Program in Neuroscience (J.A.M., C.L.J., S.M.B.), Departments of Psychology (K.L.G., C.L.J., S.M.B.) and Zoology (S.M.B.), Michigan State University, East Lansing, Michigan 48824-1101

Address all correspondence and requests for reprints to: S. Marc Breedlove, Neuroscience Program, 108 Giltner Hall, Michigan State University, East Lansing, Michigan 48824-1101. E-mail: breedsm{at}msu.edu.

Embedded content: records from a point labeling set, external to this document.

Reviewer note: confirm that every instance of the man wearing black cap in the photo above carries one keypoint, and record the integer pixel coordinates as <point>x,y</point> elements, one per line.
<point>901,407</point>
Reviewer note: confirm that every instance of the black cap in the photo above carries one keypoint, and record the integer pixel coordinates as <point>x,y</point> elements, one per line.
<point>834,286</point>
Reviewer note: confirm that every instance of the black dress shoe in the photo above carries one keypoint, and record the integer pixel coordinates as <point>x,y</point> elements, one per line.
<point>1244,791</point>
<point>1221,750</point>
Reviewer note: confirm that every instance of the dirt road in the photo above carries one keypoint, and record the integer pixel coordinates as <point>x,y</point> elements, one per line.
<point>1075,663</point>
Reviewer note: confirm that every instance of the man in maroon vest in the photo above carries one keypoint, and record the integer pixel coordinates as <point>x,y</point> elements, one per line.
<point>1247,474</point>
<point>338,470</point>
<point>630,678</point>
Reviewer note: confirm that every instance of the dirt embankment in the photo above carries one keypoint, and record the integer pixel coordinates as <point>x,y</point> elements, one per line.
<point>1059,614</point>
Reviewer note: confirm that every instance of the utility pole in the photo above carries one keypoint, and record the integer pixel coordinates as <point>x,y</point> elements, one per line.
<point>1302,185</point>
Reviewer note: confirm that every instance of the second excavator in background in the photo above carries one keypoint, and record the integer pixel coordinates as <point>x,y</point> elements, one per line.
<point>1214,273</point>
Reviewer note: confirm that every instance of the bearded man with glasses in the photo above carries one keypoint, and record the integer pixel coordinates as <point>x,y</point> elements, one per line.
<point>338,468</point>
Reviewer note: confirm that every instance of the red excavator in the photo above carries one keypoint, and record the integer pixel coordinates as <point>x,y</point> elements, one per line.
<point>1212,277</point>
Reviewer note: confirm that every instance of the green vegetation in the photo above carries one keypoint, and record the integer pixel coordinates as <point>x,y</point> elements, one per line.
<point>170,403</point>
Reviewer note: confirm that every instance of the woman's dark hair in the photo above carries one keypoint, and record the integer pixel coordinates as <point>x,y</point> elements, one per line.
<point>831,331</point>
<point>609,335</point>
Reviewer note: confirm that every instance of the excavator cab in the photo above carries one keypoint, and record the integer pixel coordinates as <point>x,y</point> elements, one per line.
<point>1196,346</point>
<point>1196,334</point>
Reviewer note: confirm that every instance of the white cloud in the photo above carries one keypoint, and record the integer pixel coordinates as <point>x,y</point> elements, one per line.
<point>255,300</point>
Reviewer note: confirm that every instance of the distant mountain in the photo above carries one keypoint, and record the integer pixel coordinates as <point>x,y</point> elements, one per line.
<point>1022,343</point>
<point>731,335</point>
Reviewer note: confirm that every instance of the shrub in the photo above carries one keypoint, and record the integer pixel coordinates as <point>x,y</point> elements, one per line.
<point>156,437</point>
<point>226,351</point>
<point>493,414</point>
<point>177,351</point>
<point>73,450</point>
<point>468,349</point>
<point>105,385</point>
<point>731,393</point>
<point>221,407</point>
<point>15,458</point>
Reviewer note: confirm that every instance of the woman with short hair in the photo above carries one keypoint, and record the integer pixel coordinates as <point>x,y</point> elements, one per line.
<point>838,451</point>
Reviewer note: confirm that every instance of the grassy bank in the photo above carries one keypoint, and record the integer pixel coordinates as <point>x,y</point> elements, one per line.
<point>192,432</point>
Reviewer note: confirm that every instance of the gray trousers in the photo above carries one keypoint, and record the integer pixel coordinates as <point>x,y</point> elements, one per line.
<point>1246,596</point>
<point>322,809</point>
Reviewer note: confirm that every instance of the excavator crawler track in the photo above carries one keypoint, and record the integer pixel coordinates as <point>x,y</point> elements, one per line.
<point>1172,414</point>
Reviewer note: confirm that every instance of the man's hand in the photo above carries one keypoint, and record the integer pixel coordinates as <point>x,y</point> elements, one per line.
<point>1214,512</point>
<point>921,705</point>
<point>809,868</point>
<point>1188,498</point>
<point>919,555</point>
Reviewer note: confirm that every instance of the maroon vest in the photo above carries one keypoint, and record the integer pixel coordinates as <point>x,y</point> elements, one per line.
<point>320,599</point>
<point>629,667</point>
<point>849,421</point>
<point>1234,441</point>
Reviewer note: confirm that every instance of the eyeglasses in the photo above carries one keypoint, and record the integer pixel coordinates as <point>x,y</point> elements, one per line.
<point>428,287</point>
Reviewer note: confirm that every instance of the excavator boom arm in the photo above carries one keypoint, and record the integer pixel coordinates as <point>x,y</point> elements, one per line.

"Tell me where is fancy bred, or in the heart or in the head?"—William Shakespeare, The Merchant of Venice, Act III, Scene 2

Today’s neuroscientist has no hesitation answering Shakespeare’s question taken literally: of course love and desire are generated in the brain, that heady organ in charge of all our thoughts and feelings. Therefore, it must be the brain that is responsible for most men being sexually attracted to women and for most women being sexually attracted to men. Starting in 1985, several structural sex differences were described in the human brain (1), including the third interstitial nucleus of the anterior hypothalamus (INAH3), which has a greater volume in men than in women (2). But there was no way to know which, if any, of these neural sexual dimorphisms were responsible for the robust human sex difference in sexual partner preference. Then in 1991, Simon LeVay (3) not only replicated the sex difference in human INAH3 but reported that the nucleus in homosexual men was indistinguishable from that of women, i.e. significantly smaller than in heterosexual men. Suddenly it became plausible to think that possessing a large INAH3 might cause a person to be attracted to women, whereas having a small INAH3 might cause a person to be attracted to men. In this issue, Charles Roselli et al. (4) describe a sexually dimorphic hypothalamic nucleus in sheep, another mammalian species in which a minority of males display a lasting preference for mating with males rather than with females. Furthermore, they find that those rams that prefer mounting males have a smaller nucleus in this brain region than do rams that prefer mounting ewes. These observations lend strong support to the idea that the structure of the anterior hypothalamus in mammals influences sexual orientation in males.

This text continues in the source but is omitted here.